What's the sound of one Republican debating?
No, that's not a cocktail party joke. It's a sad reality for Univision, which hopes to host Spanish-language debates for presidential hopefuls in each party. The Spanish-language television network invited Democrats to debate Sept. 9 and the Republicans a week later. So far only a single GOP candidate has agreed.
Good thing "no" means "no" in both Spanish and English. That is the reply most candidates are giving (although, as this column went to press, the darlings of the race were equivocating, and if one agrees, others will surely follow). In fact, even the presidential candidates who are signing up have complaints about the format. New Mexico Gov. Bill Richardson and Connecticut Sen. Christopher Dodd, both Democrats, answered Univision with "Si," as both speak Spanish fluently.
But Mr. Richardson and Mr. Dodd sent a joint letter in protest to Univision when it became clear that the debaters would be allowed to speak only English, not Spanish.
Sen. John McCain was the sole Republican to accept the invitation. It's likely that Mr. McCain figures he could puff up his chest and take a little credit for attempting to get a package on immigration reform passed.
Feeling rebuffed by so many candidates, some Latino advocates are crying foul. They argue that it is a slap to Latinos - and a mistake - to shun a chance to address this growing segment of the U.S. population.
Not so fast, caballeros.
The candidates surely understand that Univision will not plan a "Latino-lite" debate. They can expect tough questions on policies toward Venezuela's Hugo Chavez and Cuba's Fidel Castro, as well as about trade with Mexico, our befuddled immigration processes, and a myriad of domestic social issues. No one wants to be the pinata strung up for some verbal whacks on the country's highest-rated Spanish-language network.
And perhaps the candidates who declined are simply clued in to this truth: Latinos' voting strength is not yet proportionate to their growth as a demographic. A recent study by the Pew Hispanic Center bore this out. In the 2004 presidential election, 7.6 million Hispanics voted, up from 5.9 million four years earlier. But as a percentage of the overall vote, they remained stagnant. In the 2006 midterms, 13 percent of the total Latino population voted, according to Pew - compared to 39 percent of whites and 27 percent for blacks. That made Latinos 5.8 percent of all votes cast, squeaking up from 5.3 percent in 2002. Latinos are 15 percent of the population.

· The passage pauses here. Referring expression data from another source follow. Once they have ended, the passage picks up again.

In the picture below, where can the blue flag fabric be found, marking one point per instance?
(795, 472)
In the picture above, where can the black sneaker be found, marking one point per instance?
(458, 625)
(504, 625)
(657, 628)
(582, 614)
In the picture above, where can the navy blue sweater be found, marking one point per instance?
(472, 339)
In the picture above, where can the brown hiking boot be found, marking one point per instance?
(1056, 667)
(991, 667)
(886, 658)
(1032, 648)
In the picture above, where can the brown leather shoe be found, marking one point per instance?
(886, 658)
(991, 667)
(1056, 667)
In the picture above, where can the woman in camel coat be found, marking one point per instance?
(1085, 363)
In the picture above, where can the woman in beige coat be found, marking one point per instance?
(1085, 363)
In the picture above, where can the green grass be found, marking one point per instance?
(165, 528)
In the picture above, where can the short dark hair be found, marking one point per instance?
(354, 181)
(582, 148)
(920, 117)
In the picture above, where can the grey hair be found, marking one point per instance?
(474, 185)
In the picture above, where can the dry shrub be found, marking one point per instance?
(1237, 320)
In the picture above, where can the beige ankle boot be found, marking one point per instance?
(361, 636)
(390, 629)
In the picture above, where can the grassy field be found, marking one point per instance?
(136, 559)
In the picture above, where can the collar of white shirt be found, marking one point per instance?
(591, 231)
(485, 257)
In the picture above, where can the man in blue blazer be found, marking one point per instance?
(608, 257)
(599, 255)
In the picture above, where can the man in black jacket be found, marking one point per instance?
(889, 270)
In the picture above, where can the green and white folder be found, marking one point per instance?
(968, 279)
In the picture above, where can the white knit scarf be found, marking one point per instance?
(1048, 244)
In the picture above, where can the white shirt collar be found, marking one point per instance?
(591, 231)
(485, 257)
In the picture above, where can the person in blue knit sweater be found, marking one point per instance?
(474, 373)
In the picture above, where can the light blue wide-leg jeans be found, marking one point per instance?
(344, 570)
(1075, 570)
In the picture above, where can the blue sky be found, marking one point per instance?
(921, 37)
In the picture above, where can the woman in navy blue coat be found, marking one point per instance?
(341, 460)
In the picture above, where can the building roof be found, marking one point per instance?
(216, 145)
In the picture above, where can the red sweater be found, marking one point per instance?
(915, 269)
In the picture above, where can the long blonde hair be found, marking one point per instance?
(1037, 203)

In other words, just because you have a lot of people, it doesn't mean they are all eligible to vote, or inclined to.
For those Latinos who do vote, is a debate in Spanish necessary? Maria Elena Salinas, Univision anchor, has said in interviews about the debate that Spanish is what unites all Latinos. That depends largely on where you fall on the generational continuum. For all the griping about Latinos not learning English fast enough to suit many native-born Americans, the fact is that after about the second generation, most Latinos lose their Spanish, or at least become as fluent in English. That is simply a reality of assimilation.
And embracing English coincides with warming to U.S. ideals of citizenship. That means shifting from seeing themselves as newcomers to believing they have a significant place within the United States, a voice and a vote to make it count. This is a far better marker of assimilation than any linguistic litmus test.
So, no, Latinos do not vote in proportion to their rapidly increasing numbers. But in the future this will change. A growing number of Latinos are becoming citizens, and greater efforts are being made to register them as voters.
But those are only votes on the horizon. Politicians are much more about who can do something for them here and now. They may regret it later, but for now, "Adios" seems to be the word of choice, not "Hola."